When the microphones and cameras were in position, Dostoynov descended, the wide brim of his peaked cap keeping the rain off his stubble length pate. He stared into the middle-distance as he spoke: ‘Following the discovery of a deceased female at the Maritime Victory Park on Krestovsky Island yesterday at approximately 6 p.m., we have identified a suspect.’
Dostoynov held up a picture and a blond, broad man with a Channel One camera on his shoulder edged forwards, blocking her view. ‘Dmitry Dmitrievich Bezzubtsev,’ continued the Major, ‘is twenty-one years old, slim, and has brown hair. He should not be approached. A reward has been offered of one million Roubles for information leading to his arrest.’
She rushed away from the conference and took the Suvorovsky entrance. Inside, she saw Mikhail instructing a group of young men with shaved heads and grey-blue uniforms who had gathered in a meeting room where desks were being hastily pushed together.
‘Get the numbers for this room and have the switchboard route them,’ he directed to a uniform.
‘Mikhail?’ she called.
He waved at a sergeant. ‘Here take over.’ He stepped outside the room and closed the door behind him. ‘Tasha, are you entering a wet T-shirt competition?
She folded her arms self-consciously. ‘Misha, what the hell is going on?’
‘Popovich got a match on AFIS: some missed abortion called Bezzubtsev who did eighteen months for a string of street robberies. He’s not at his registered address so Dostoynov suggested Dahl offer a reward.’
‘I thought Dostoynov wanted someone else to take the case?’
‘Not now there’s a target in his crosshairs.’
‘So instead of finding him ourselves, we’ve given out a hotline to every chancer in Piter .’ She shook her head in disbelief at the idiocy of the move.
Mikhail sniffed. ‘An inferior mind might imagine Dostoynov was doing it to boost his profile.’
She flicked her thumb at the room. ‘And who are they?’
‘Conscripts on loan from an army engineering unit.’
‘That’s great.’
‘Did anyone speak to Dahl?’
Mikhail shrugged. ‘No, the request went through his lawyer, Lagunov. You got a change of clothes in your locker?’
‘Just gym gear.’
‘Well, you’d better find something before you give Rogov a hard-on. Let’s go to my office first, while Dostoynov’s out.’ He grimaced. ‘I hate sharing it with the uptight prick.’
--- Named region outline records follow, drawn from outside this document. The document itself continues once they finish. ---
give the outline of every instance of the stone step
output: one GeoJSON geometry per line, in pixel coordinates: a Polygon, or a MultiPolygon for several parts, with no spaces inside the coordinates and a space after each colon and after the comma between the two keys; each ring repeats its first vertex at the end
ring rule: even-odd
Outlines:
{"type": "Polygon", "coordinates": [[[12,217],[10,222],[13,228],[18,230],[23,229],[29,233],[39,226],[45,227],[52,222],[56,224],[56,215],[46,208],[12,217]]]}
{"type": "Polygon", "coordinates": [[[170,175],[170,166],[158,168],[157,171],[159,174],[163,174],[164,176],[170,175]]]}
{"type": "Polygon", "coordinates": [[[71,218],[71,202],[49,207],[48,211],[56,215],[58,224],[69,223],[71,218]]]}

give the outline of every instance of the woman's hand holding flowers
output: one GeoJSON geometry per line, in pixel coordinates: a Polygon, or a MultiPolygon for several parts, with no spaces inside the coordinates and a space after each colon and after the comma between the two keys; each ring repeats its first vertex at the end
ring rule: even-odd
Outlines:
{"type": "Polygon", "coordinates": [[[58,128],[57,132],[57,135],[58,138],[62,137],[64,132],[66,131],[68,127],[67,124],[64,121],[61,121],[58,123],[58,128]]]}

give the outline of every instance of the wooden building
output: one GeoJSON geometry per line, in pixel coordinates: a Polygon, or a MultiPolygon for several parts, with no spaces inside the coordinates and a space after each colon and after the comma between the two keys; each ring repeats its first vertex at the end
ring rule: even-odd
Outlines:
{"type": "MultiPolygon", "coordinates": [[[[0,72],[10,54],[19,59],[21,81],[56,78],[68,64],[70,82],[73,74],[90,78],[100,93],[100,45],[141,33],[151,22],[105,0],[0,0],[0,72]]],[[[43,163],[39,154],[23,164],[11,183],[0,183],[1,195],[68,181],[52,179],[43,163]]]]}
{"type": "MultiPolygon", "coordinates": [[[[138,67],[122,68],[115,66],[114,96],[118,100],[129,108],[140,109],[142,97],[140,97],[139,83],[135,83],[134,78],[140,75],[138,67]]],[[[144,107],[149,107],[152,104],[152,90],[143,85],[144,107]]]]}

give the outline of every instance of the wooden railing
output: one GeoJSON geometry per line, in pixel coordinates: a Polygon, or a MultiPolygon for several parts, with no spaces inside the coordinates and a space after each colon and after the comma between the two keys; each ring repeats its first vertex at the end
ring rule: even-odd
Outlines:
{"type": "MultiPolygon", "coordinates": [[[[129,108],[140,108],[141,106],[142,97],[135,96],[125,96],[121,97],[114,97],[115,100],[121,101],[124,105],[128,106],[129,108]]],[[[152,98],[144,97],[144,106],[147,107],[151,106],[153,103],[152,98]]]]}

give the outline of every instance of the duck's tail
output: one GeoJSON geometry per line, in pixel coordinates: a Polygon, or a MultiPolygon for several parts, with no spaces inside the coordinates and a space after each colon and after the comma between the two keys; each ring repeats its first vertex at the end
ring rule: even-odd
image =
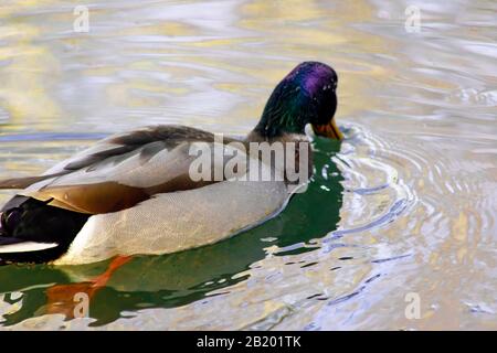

She followed him into a plain, grey room with a wall-mounted safe and a filing cabinet. At the far side was a dirt-streaked window with an air conditioning unit fixed to the outside. There were two swivel-chairs at opposite ends of a table. ‘This half is mine,’ he said, unlocking a desk drawer. He took out a torn page from a notepad and handed it to her.